Le tournage s’est fait en vidéo numérique pour des raisons financières mais aussi esthétiques. Il s’est étalé sur un an, s’interrompant quand l’argent s’épuisait puis reprenant quand nous en avions la possibilité. Ces pauses involontaires avaient le mérite de nous apprendre à gérer la question du temps. Nous avons tourné avec des acteurs professionnels mais aussi avec des « lascars » de la cité et les membres de ma famille. Je ne fais guère de différence entre les comédiens professionnels et les autres, pour moi on devient acteur dès que l’on est devant une caméra, mais il est vrai que le rapport avec les non professionnels était souvent plus intense, plus frais et sincère. Le montage s’est fait avec un jeune monteur qui venait du documentaire, Nicolas Bancilhon, qui montera ensuite Bled Number One. C’était son premier long métrage. Nous avions tous une énergie semblable, naïve, avec un vrai désir d’apprendre et de s’exprimer
Le film a été kinescopé en 35 mm et montré au festival de Belfort où il a gagné le Prix à la distribution. Il a ensuite été sélectionné en 2002 à Berlin où il a reçu le Grand Prix Wolfgang Staudte du Forum International du Nouveau Cinéma (10 000€). Nous avons trouvé un distributeur (Haut et Court) qui a tiré le film sur 66 copies. Pour obtenir l’agrément de production du CNC, il a fallu tout légaliser, ce qui n’était pas une mince affaire car c’était d’abord un film sauvage. On a obtenu ensuite l’Avance après réalisation (environ 80 000€) puis le Prix Louis Delluc du Meilleur premier film en 2003. Le film a eu un très bon accueil critique et a fait plus de 70 000 entrées en salles.
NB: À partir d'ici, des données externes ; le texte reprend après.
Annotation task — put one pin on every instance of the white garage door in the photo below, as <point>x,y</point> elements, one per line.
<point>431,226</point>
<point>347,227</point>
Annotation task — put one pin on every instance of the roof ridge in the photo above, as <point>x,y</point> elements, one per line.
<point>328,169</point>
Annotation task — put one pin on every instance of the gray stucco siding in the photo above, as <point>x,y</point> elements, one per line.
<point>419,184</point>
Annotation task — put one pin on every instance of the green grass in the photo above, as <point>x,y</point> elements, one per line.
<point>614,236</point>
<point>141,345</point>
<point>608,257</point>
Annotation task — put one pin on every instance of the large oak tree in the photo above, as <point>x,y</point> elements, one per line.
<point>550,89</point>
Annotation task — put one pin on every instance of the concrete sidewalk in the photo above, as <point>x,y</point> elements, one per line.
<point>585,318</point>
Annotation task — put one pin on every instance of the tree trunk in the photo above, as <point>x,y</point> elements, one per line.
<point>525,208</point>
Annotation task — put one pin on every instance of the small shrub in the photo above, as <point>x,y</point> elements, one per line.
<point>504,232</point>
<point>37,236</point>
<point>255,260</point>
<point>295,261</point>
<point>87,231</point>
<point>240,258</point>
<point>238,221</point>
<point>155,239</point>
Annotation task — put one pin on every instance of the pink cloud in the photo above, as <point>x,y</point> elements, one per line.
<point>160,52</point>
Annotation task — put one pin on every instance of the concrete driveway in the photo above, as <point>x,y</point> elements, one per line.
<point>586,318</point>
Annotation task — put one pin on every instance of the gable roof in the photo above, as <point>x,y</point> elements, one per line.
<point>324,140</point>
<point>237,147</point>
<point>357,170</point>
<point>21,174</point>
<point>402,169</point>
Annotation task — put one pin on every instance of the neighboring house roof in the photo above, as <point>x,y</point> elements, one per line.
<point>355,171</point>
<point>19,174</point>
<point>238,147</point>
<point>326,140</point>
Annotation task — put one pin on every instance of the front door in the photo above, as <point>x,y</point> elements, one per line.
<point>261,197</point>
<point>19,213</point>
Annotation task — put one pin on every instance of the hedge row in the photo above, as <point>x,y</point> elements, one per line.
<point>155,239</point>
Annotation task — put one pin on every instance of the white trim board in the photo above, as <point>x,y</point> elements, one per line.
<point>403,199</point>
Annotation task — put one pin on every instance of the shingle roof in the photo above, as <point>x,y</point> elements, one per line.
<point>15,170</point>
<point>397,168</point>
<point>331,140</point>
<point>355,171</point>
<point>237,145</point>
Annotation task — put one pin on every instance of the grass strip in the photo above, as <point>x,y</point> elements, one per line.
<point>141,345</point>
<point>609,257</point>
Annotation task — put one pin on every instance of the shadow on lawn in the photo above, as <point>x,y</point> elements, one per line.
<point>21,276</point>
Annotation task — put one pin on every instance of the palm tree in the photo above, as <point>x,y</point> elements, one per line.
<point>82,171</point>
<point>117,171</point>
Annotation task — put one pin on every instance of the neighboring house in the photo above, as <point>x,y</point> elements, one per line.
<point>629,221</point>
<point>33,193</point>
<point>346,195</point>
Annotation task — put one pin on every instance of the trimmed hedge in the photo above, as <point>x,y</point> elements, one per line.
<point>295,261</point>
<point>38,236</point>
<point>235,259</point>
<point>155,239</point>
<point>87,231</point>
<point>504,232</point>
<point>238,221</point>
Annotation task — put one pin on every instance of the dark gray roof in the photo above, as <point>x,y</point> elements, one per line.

Arte et Arte vidéo l’ont acheté (100 000€) ainsi que les chaînes cinéma, ce qui nous a permis de boucler le budget du film, qui était de 230 000€ environ.
J’ai commencé à écrire Bled Number One à l’été 2004, avec ma co-scénariste Louise Termes, qui est également réalisatrice. Le film raconte le retour du personnage principal de Wesh Wesh en Algérie. Double peine, double film… Nous avons cette fois obtenu l’Avance avant réalisation (un peu plus de 400 000€). Le tournage s’est fait en juin-juillet 2005. Nous avons été reçu à bras ouverts par l’Algérie, où je n’étais pas retourné depuis 20 ans. J’ai tourné dans ma région natale, avec trois comédiens professionnels et une fois encore de nombreux membres de ma famille. L’accueil de la population était particulièrement chaleureux.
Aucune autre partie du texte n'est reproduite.